I received a referral by a Senior Move Manager who I work with regularly, with this introduction, “Her house is filled with items I believe would be perfect for your auctions at Kamelot, but I won’t be working with her, as she asked me to leave when I tried to move the conversation along.” This was quite a surprise as I had never heard of a Senior Move Manager being asked to leave before. “Alright,” I thought, “let’s see what happens,” and so this adventure began.
I met the client and saw wonderful items throughout her historic, large and beautiful home. I was happy to find she was friendly, interesting, knowledgeable and highly educated. She was also retired, lonely and loved to talk. She explained she would be offering her home for sale in the next few weeks. A few items which caught my attention initially were an original Andy Warhol, a Joan Miró lithograph, a fabulous old music box, some classic vintage advertising posters, a beautiful polychrome metal shield, and significant mid-century modern furniture items. The house was more than a bit overdecorated. I was certain quite a few items she wanted to sell would need to be removed before her house was offered for sale, and others after her house was sold. I took pictures for our specialists to review. Given the prior warning, I was careful not to rush our conversation.
At my next visit, I accompanied our specialists as we visited her home. I asked them to be patient in conversation with her. I also shared with our potential client that the specialists would be identifying the items which worked for our auctions. I further explained they were on a somewhat tight schedule and I would be staying as long as necessary to answer questions.
This was an opportunity which was tailor-made for Kamelot. The midcentury pieces included Knoll, Herman Miller, Eero Saairnen and several rare & early Eames storage units. We would have loved offering the Andy Warhol but she was keeping it as she and her husband knew him personally well before he was famous. I heard more about Andy Warhol’s piece than any items she actually did want to offer! I put together an outstanding presentation explaining our auction process and spent close to two hours answering all of her questions. I felt great about our rapport and our proposal. She then told me she had proposals from three other auction houses (and shared who they were) and would be in touch tomorrow. She called the next day (it was a Friday) and told me she had selected another auction house. After briefly sharing my disappointment, I quickly summarized why we were the proper choice. I thanked her for the opportunity to be considered and for her warmth and friendliness.
I was much more than simply disappointed after all my hard work. We were her best choice and I had failed in my attempt to help her. I was restless and did not sleep well on Friday night. I decided on Saturday morning to write and mail her a hand-written message on a beautiful thank-you note sharing I was sorry we were not going to be helping her. I thanked her for considering me and Kamelot Auction House. I also offered to answer any questions she has about auctions going forward, the auction process, downsizing and in any other way I could be helpful. I closed with “call me anytime”.

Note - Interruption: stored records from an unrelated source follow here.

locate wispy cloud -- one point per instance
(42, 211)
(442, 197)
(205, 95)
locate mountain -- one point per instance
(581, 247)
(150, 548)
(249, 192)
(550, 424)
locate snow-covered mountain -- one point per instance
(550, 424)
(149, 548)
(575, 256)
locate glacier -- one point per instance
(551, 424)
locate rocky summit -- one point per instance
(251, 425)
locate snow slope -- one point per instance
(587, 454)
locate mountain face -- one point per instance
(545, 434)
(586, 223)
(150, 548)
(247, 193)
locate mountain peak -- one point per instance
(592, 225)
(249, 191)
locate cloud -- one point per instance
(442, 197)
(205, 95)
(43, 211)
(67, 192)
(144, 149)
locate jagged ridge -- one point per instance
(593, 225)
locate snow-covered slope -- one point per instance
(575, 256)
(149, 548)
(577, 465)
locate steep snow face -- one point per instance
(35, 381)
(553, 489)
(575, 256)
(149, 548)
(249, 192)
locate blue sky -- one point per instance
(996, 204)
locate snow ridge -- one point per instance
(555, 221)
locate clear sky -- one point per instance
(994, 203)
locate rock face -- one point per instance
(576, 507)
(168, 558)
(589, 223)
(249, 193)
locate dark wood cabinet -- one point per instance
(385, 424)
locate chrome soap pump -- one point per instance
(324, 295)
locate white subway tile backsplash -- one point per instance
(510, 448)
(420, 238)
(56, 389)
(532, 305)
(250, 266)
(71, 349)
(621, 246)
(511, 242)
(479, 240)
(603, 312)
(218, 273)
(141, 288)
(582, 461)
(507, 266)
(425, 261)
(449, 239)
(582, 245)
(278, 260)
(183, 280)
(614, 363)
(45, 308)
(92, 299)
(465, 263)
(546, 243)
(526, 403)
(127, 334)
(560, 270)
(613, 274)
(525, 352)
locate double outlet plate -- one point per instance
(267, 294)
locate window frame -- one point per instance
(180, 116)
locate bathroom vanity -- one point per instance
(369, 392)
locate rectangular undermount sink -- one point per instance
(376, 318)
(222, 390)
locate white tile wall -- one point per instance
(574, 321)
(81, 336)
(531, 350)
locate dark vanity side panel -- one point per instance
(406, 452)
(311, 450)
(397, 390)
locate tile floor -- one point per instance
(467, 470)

To my delight, she called me on Tuesday and said she would like me and Kamelot to help her. She also was restless and had not been comfortable that she had made the right decision. She said my note convinced her we were the correct choice.
She took my “call me anytime” offer literally. She liked to talk but not as much on the phone and would ask me regularly to visit when she had questions. This became problematic… my creative solution was to let her know in advance when I was passing by her home and let her know how much time I had available. My specific request was that she ask all her questions first. With the remaining time, I would talk about whatever she wished (most often her only daughter and grandchild on the West Coast and her many years with her late husband).
I am extremely glad I made the offer to visit her. I began to notice items she had planned to auction were no longer in her home. The first one I noticed was the fabulous music box. When I asked where an item was, she said she sold them… to some nice man with a truck offering her cash. The typical amounts offered were several hundred dollars. In each case, the amount they paid was not nearly the likely net auction value. I explained to her what was happening and reminded her not to talk with these “truck guys” at all. I told her to tell them that if they left a card, we would be happy to let them know when the items would be auctioned and give them an opportunity to bid against other interested buyers.
An unfortunate reality I come across is there are resellers taking advantage of people (especially lonely widows) with a cash and carry approach. It is a very sad reality I see far too often. I would explain this to her each time. However, she was lonely and vulnerable. I have come to have a serious disdain for these guys with trucks, $100 bills and an unreasonable profit motive for themselves. She lost at least several thousand dollars!
After she moved, she continued to call me to sell a few remaining items and to talk. She also asked me for referrals for professional services she needed; insurance, auto body and furniture repair come to mind. My friend helping her with auto body said, “Tim, she can really talk and she is a ‘hugger’ too”. It felt very good to help her through our auction services. It also felt good to provide her trusted professionals beyond our auction services.